Markets are continuing to look through the political uncertainty across the pond as measures of volatility collapse while investors find solace in trusty growth stocks that will outperform. The odds for a Trump second term have narrowed as Joe Biden won Wisconsin and Michigan overnight, two key swing states which puts him within six electoral votes of the Oval Office.
All the major US stock markets closed firmly in positive territory with the tech-heavy Nasdaq leading the way, after gaining as much as 3.5% and futures continuing to point up. Asian markets are similarly upbeat with the Nikkei climbing 1.3% and taking the benchmark above 24,000 for the first time since January.
Investors have returned to the top performing parts of the market – namely the Tech megacaps – as the prospect of lower stimulus spending and US growth draws ever closer. Results out of Nevada later today could prove the tipping point for the election result, with the state due to report by noon time in New York.
As we said yesterday, the reflation trade – a big Democratic win driving a bumper stimulus package to fuel growth, and potentially inflation – is being unwound with bond selling driving yields aggressively lower.
The US 10-year yield has dropped over 20 basis points over the last 24 hours, a huge move, as markets look towards a Biden victory but divided Congress. There will be no tax hikes, no infrastructure spending and no green energy spending as the Democrat’s domestic policy becomes a lame duck.
Dollar sinking, FOMC tonight
King Dollar sits at the bottom of the major currency pile this week with traders re-pricing a Biden presidency and pushing EUR/USD to 1.1740. Markets will focus on the Fed meeting later today and its assessment on the economy, given the new corona wave and for any guidance on future action, especially with regard to bond buying.
EUR/USD whipsawed around yesterday but any dollar gains were soon blocked, and the pair returned within its established range. The 1.1612 level proved to be strong support and the 50-day Moving Average looms above around 1.1775 as first resistance, coinciding with yesterday’s high.
Bank of England boosts GBP
Lest we forget, it’s Super Thursday and this morning’s BoE surprised some in the market by launching more stimulus than expected, in an effort to boost consumer spending. The MPC voted to buy another £150 billion of government bonds pushing the total to £895 billion, while it left rates unchanged at 0.1% and said it did not consider voting to impose negative rates. The Bank forecast a double-dip recession for the UK following the second lockdown being imposed today.

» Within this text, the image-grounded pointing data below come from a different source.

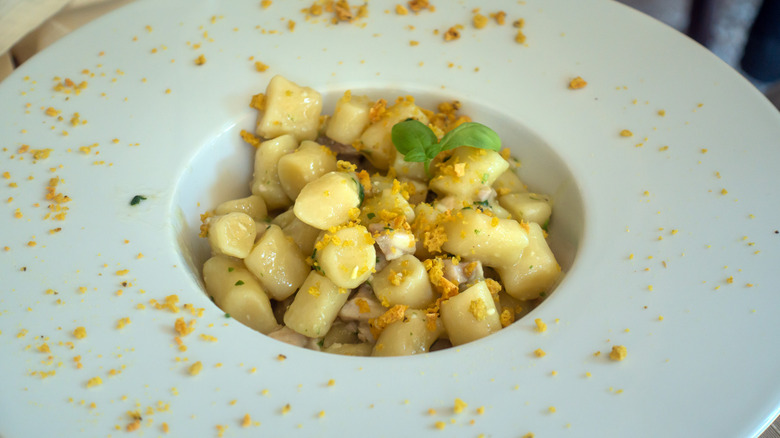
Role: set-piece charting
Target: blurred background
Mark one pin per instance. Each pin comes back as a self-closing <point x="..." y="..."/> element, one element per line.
<point x="743" y="33"/>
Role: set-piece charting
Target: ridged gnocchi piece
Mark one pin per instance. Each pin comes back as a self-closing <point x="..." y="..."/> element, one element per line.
<point x="474" y="235"/>
<point x="470" y="315"/>
<point x="252" y="205"/>
<point x="349" y="119"/>
<point x="404" y="281"/>
<point x="468" y="172"/>
<point x="385" y="205"/>
<point x="316" y="306"/>
<point x="265" y="180"/>
<point x="310" y="161"/>
<point x="303" y="234"/>
<point x="528" y="207"/>
<point x="289" y="109"/>
<point x="411" y="335"/>
<point x="329" y="200"/>
<point x="237" y="292"/>
<point x="232" y="234"/>
<point x="278" y="263"/>
<point x="346" y="256"/>
<point x="376" y="143"/>
<point x="537" y="271"/>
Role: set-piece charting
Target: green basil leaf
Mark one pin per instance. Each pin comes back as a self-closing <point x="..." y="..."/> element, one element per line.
<point x="412" y="136"/>
<point x="471" y="134"/>
<point x="415" y="156"/>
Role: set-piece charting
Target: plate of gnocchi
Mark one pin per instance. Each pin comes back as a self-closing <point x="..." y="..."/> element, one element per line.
<point x="413" y="218"/>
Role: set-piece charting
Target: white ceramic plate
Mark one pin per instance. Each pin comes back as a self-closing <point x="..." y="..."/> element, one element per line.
<point x="669" y="237"/>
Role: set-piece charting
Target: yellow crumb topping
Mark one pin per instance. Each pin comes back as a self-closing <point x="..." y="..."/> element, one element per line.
<point x="618" y="352"/>
<point x="80" y="333"/>
<point x="577" y="83"/>
<point x="459" y="406"/>
<point x="250" y="138"/>
<point x="478" y="309"/>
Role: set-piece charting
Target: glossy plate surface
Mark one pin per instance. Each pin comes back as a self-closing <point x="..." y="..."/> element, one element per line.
<point x="670" y="235"/>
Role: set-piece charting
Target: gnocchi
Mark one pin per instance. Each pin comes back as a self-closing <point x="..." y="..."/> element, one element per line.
<point x="347" y="245"/>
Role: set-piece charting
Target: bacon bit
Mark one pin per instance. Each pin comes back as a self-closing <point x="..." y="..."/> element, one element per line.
<point x="377" y="110"/>
<point x="618" y="353"/>
<point x="577" y="83"/>
<point x="507" y="317"/>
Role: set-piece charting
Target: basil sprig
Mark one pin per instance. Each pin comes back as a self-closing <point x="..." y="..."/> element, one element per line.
<point x="418" y="143"/>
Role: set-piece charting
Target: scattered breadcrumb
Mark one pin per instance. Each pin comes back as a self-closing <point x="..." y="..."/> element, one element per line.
<point x="618" y="352"/>
<point x="577" y="83"/>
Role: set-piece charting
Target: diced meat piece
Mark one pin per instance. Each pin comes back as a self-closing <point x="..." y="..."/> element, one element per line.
<point x="395" y="243"/>
<point x="446" y="203"/>
<point x="364" y="332"/>
<point x="362" y="306"/>
<point x="463" y="272"/>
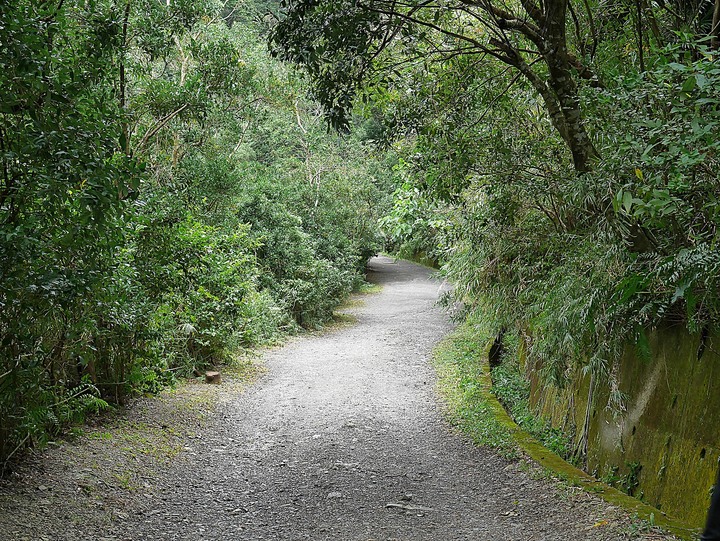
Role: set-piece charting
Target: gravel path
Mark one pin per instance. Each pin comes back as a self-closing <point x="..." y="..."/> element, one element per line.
<point x="342" y="440"/>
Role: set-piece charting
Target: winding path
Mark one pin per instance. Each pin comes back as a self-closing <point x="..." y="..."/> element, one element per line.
<point x="343" y="440"/>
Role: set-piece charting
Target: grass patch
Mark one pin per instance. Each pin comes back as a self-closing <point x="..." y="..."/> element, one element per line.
<point x="368" y="288"/>
<point x="458" y="361"/>
<point x="513" y="391"/>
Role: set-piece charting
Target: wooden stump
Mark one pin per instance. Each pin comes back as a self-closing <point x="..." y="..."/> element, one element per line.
<point x="212" y="377"/>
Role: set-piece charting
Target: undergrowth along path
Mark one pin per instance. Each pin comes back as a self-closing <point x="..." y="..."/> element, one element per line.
<point x="343" y="439"/>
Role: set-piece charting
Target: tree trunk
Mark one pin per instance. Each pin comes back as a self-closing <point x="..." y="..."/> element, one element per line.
<point x="563" y="86"/>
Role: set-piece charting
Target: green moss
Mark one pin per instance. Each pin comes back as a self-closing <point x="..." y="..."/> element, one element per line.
<point x="461" y="362"/>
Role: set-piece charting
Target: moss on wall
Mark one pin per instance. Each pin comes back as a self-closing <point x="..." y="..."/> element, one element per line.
<point x="664" y="445"/>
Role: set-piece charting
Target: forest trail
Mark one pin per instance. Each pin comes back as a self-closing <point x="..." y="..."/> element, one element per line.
<point x="344" y="440"/>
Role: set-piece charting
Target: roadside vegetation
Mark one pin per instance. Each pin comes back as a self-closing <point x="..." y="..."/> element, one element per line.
<point x="558" y="158"/>
<point x="169" y="195"/>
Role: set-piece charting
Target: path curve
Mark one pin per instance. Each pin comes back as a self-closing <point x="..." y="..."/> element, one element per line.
<point x="344" y="440"/>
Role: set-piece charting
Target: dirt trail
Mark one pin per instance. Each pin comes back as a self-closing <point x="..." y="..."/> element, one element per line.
<point x="343" y="440"/>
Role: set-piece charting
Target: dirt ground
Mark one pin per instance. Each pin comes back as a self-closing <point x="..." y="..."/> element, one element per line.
<point x="341" y="439"/>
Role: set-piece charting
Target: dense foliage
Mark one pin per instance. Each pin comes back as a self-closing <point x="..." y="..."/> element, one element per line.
<point x="559" y="157"/>
<point x="168" y="195"/>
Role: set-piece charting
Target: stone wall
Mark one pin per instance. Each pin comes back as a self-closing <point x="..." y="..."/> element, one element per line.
<point x="665" y="445"/>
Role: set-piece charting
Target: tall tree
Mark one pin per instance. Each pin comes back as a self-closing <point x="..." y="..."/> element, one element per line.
<point x="341" y="43"/>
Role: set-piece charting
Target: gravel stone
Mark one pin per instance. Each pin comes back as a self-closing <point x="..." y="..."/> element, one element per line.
<point x="342" y="439"/>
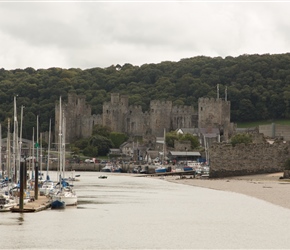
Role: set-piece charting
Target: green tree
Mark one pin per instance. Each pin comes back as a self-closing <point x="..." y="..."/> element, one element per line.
<point x="118" y="138"/>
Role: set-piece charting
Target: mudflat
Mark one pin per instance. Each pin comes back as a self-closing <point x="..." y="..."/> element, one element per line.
<point x="268" y="187"/>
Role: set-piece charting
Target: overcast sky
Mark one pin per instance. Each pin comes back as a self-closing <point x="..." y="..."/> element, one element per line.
<point x="89" y="34"/>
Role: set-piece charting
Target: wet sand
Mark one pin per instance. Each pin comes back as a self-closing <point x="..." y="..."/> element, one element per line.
<point x="268" y="187"/>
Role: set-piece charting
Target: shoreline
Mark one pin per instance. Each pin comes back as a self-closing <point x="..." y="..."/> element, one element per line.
<point x="267" y="187"/>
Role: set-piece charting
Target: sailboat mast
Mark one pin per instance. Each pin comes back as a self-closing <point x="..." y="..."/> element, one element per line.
<point x="14" y="142"/>
<point x="164" y="146"/>
<point x="33" y="160"/>
<point x="37" y="141"/>
<point x="60" y="138"/>
<point x="63" y="145"/>
<point x="8" y="159"/>
<point x="48" y="151"/>
<point x="1" y="150"/>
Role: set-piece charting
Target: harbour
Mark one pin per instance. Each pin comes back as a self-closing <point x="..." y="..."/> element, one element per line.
<point x="124" y="212"/>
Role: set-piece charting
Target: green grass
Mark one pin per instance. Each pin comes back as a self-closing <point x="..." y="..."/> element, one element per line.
<point x="257" y="123"/>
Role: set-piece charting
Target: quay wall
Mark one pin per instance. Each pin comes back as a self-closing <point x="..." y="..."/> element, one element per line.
<point x="227" y="160"/>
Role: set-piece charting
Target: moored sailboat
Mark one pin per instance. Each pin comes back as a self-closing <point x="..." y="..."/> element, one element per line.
<point x="65" y="193"/>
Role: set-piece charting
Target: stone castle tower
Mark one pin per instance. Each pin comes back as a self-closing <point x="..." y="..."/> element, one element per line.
<point x="78" y="119"/>
<point x="215" y="113"/>
<point x="120" y="117"/>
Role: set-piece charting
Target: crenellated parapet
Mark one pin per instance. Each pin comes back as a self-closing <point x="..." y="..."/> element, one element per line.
<point x="120" y="117"/>
<point x="182" y="109"/>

There are still ‘serious gaps’ between the two sides in Brexit talks according to the EU’s Barnier, as a lack of progress pushed EUR/GBP earlier in the session back into the recent range. The 50-day Moving Average has capped gains above 0.9068, with today’s central bank action pushing prices back to the lower part of that range. Brexit talks are set to resume next week as the mid-November ‘final’ deadline approaches – watch for the headlines!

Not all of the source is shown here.